Researchers at the University of Pisa and other institutions in Italy also observed a reduction in inflammatory markers but no changes in microbial diversity, leading them to suggest that the supplement’s effects likely stem from barrier and immune modulation.
“GABA may represent a promising therapeutic option for IBS, deserving further investigation in larger clinical trials,” they wrote.
How can GABA support IBS?
IBS can substantially affect quality of life, and patients often report psychological symptoms such as anxiety and depression accompanying their physical symptoms. Despite a wide range of therapeutic strategies, including dietary and lifestyle changes, probiotics, antispasmodics, and antidiarrheals, patients often experience only partial symptom relief. IBS-D patients commonly experience more severe pain, increased intestinal permeability, and low-grade inflammation in the gut lining.
γ-aminobutyric acid (GABA) is the main inhibitory neurotransmitter in the central nervous system, but also acts as a key signaling molecule at a peripheral level.
Previous evidence suggests that GABA modulates immune cell activation and cytokine production, and supports the gut barrier function by reducing inflammation and supporting tight junction integrity.
In pre-clinical models of IBS, a combined formulation of GABA and Melissa officinalis reduced visceral hypersensitivity, reduced oxidative stress, and improved gut barrier integrity, but despite potentially strong mechanisms, the supplement has not been previously evaluated in randomized clinical trials involving patients with IBS-D.
Study details
Researchers randomly assigned 18 participants diagnosed with IBS-D into two groups to receive either GABA or placebo for 4 weeks. The GABA supplement was a tablet containing 250 mg of gamma-aminobutyric acid (GABA) and 50 mg of a dry extract of Melissa officinalis, which was taken three times daily.
Before and after the treatment period, researchers evaluated physical and psychological symptoms using questionnaires and took blood samples and fecal samples for microbiota analysis.
Following a 2-week washout period, the participants crossed over to the other group for the next 4-week treatment, with the same analyses.

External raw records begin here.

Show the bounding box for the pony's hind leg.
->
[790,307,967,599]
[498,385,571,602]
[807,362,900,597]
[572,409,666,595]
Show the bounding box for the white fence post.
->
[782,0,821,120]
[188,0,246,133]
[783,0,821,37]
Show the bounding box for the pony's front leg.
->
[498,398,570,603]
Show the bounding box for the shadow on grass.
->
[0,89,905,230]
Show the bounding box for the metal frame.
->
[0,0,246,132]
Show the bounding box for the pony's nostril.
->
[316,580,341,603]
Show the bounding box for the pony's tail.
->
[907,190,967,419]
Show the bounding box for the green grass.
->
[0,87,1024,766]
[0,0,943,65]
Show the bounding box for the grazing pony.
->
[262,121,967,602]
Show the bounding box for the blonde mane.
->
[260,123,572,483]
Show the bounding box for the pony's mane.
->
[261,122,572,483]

There was only a significant difference for the GABA supplement compared to placebo in one domain of the quality-of-life scores, but the researchers noted that this should be interpreted with caution, given the absence of consistent effects in other domains.
An improvement in the irritable bowel syndrome symptom severity score (IBS-SSS) was observed in 66.7% of participants receiving GABA, compared with 33.3% of those receiving placebo. The supplement also resulted in greater improvement in the “Satisfaction with bowel habits” item compared with placebo, but there were no significant differences in the weekly number of bowel movements. Additionally, some inflammatory markers were reduced among the GABA participants.

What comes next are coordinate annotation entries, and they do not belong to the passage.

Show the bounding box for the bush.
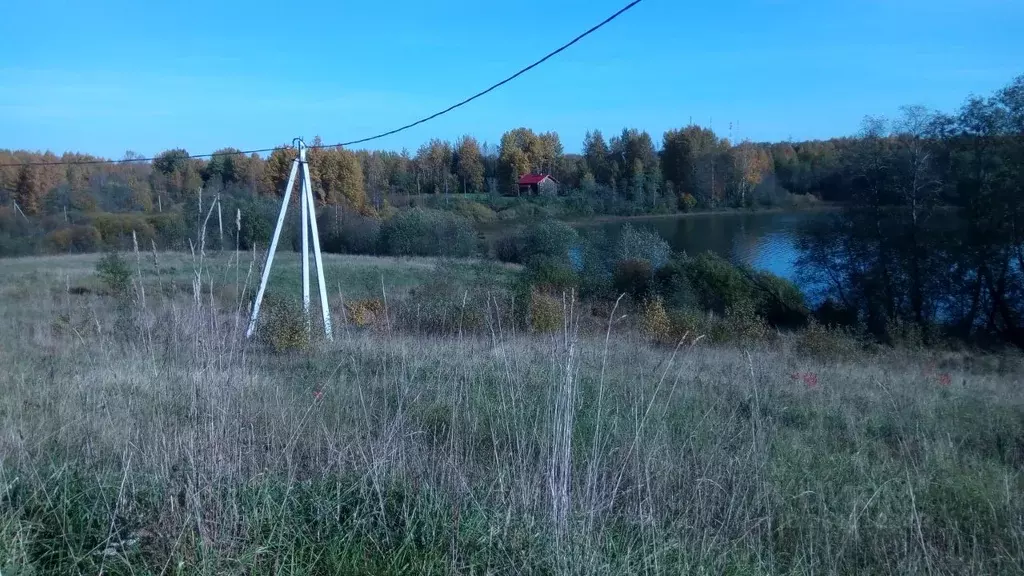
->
[615,223,672,270]
[685,252,754,315]
[529,290,565,333]
[455,200,498,223]
[795,319,860,361]
[381,208,477,256]
[257,294,310,353]
[316,207,381,254]
[753,272,810,328]
[814,298,857,328]
[496,220,581,263]
[612,259,654,302]
[640,298,676,343]
[46,225,102,253]
[92,213,157,248]
[711,300,773,343]
[96,251,131,297]
[147,212,187,250]
[679,193,697,212]
[238,199,276,250]
[345,298,387,328]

Although the researchers observed some changes in the microbiota, subsequent analyses did not show significant differences between the treatment groups.
“Thus, despite the clinical efficacy and possible biological modulation of permeability and inflammatory markers, the overall microbiome structure remained largely stable, suggesting that the clinical effect of GABA in this study likely stems from direct GABAergic modulation of barrier/neuroimmune pathways, rather than microbiota remodeling,” they wrote.
They acknowledged the small sample size and other study limitations, suggesting that their preliminary findings require confirmation in adequately powered randomized clinical trials.
Source: Nutrients; doi: 10.3390/nu18101569; “Effects of γ-Aminobutyric Acid (GABA) Supplementation on Symptoms, Quality of Life, Intestinal Permeability, Systemic Inflammation and Gut Microbiota in Patients with IBS-D: A Randomized, Double Blind, Placebo-Controlled, Crossover Pilot Study.” Authors: C. Lambiase et al.